「自律神経が乱れていますね。」最近、この言葉を耳にする機会が本当に増えました。施術中にも、「病院でそう言われました」「ネットで調べたら、自律神経が原因かもしれないと思って来ました」と話される方が多くいらっしゃいます。もちろん、自律神経は私たちの体調に大きく関わっています。ただ、私が少し気になるのは、「自律神経は乱れてはいけないもの」と思っている方がとても多いことです。
実は、自律神経は乱れること自体が悪いわけではありません。朝起きて活動を始める。仕事や家事に集中する。運動をする。緊張する。驚く。こうした場面では、身体は活動しやすい状態へ切り替わります。

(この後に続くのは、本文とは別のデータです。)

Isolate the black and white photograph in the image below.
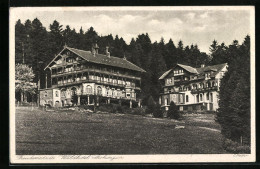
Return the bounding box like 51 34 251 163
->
9 6 256 164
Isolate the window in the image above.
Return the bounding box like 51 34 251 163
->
86 86 92 94
55 91 59 97
97 86 102 95
166 78 172 84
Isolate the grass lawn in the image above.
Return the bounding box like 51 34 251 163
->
16 107 226 155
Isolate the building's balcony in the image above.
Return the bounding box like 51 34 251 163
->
52 68 141 80
52 79 141 90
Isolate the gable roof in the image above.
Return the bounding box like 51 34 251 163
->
159 69 172 80
159 63 227 80
45 46 146 72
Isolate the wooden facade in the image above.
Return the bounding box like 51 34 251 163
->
159 64 227 111
40 45 145 107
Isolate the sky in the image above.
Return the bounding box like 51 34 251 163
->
11 7 253 53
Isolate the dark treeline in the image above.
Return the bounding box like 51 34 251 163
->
15 18 248 105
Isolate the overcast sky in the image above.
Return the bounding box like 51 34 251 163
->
13 8 250 53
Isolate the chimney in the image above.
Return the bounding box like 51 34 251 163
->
106 46 110 58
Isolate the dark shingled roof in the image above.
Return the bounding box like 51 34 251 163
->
45 46 146 72
159 63 227 80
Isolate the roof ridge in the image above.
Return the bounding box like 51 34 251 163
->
123 59 146 72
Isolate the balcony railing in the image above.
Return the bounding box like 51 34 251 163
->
52 68 141 80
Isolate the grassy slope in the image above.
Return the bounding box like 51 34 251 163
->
16 108 225 155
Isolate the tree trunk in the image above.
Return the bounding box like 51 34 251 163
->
21 92 24 102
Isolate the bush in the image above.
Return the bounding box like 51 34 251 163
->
223 139 250 154
153 104 163 118
167 102 181 120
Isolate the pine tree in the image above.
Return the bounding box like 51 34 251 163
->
167 102 181 120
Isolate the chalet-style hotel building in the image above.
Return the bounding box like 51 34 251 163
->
159 63 227 111
40 44 145 107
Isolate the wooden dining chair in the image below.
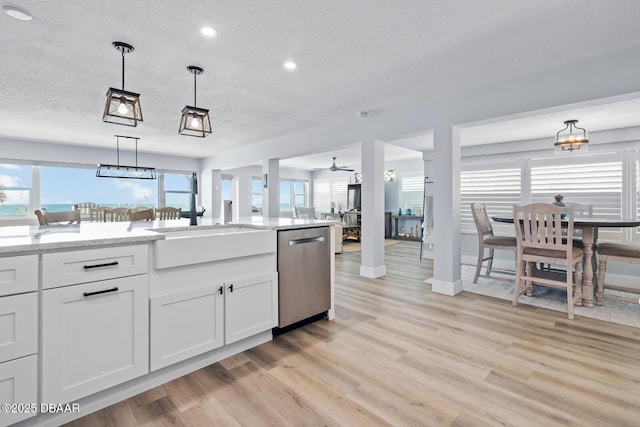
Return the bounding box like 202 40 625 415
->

反対に、食事をした後やお風呂に入っている時、眠る前には身体を休ませる働きが強くなります。つまり、自律神経は一日中変化しています。変化することが異常なのではなく、その変化こそが本来の働きなのです。
「乱れること」よりも、「戻れないこと」
施術をしていて感じるのは、体調を崩している方ほど「頑張り過ぎている」というより、「休む状態へ切り替えられなくなっている」ことです。仕事が終わっても仕事のことを考えている。家に帰ってもスマートフォンを見続けてしまう。布団に入っても頭の中では明日の予定を考えている。こうした毎日が続くと、身体は休もうとしているのに、気持ちは活動したままという状態になりやすくなります。
疲れているのに眠れない。
しっかり寝たはずなのに疲れが抜けない。
休日なのに身体が休まらない。
このような状態は、「身体が休むスイッチを入れにくくなっている」のかもしれません。
アクセルもブレーキも、どちらも必要です
自律神経は車に例えられることがあります。活動するときはアクセル。休むときはブレーキ。どちらか一方だけでは車は安全に走れません。
身体も同じです。仕事や運動を頑張ることは決して悪いことではありません。しっかり活動した後に、しっかり休めること。その切り替えができる身体であることが大切だと私は考えています。
「自律神経を整える」ことだけを目標にしない
「自律神経を整えたいんです。」そうお話しされる患者様も多くいらっしゃいます。もちろん、それは間違いではありません。ただ、自律神経は目に見えるものではなく、自分の意思で直接コントロールできるものでもありません。だからこそ、「自律神経を整えよう」と意識し過ぎることで、かえってストレスになってしまうこともあります。それよりも、食事や睡眠、適度な運動、呼吸を意識すること。
長時間同じ姿勢を続けないこと。
忙しい毎日の中でも、少し身体を休ませる時間をつくること。
こうした積み重ねが、結果として自律神経が働きやすい身体につながっていくのだと思います。
当院が大切にしていること
当院では、「自律神経だけ」を見ることはありません。首や肩の緊張、姿勢、呼吸の状態、身体の動かし方など、お身体全体を確認しながら施術を行っています。自律神経という言葉だけにとらわれるのではなく、「なぜ今の身体の状態になっているのか」を一緒に考えることを大切にしています。
まとめ
私は、「自律神経を整えましょう」という言葉はあまり適切ではないと考えます。患者さんにわかりやすい表現として使う場合はありますが、それよりも「身体が自然に休める状態をつくる」ことの方が大切だと考えています。自律神経は乱れてはいけないものではありません。活動するときはしっかり活動し、休むときはしっかり休む。その切り替えを繰り返しながら、私たちの身体は毎日働いています。
最近、「休んでも疲れが取れない」「何となく調子が戻らない」と感じている方は、自律神経を必要以上に意識する前に、ご自身の生活や身体が「休める状態」になっているかを振り返ってみてはいかがでしょうか。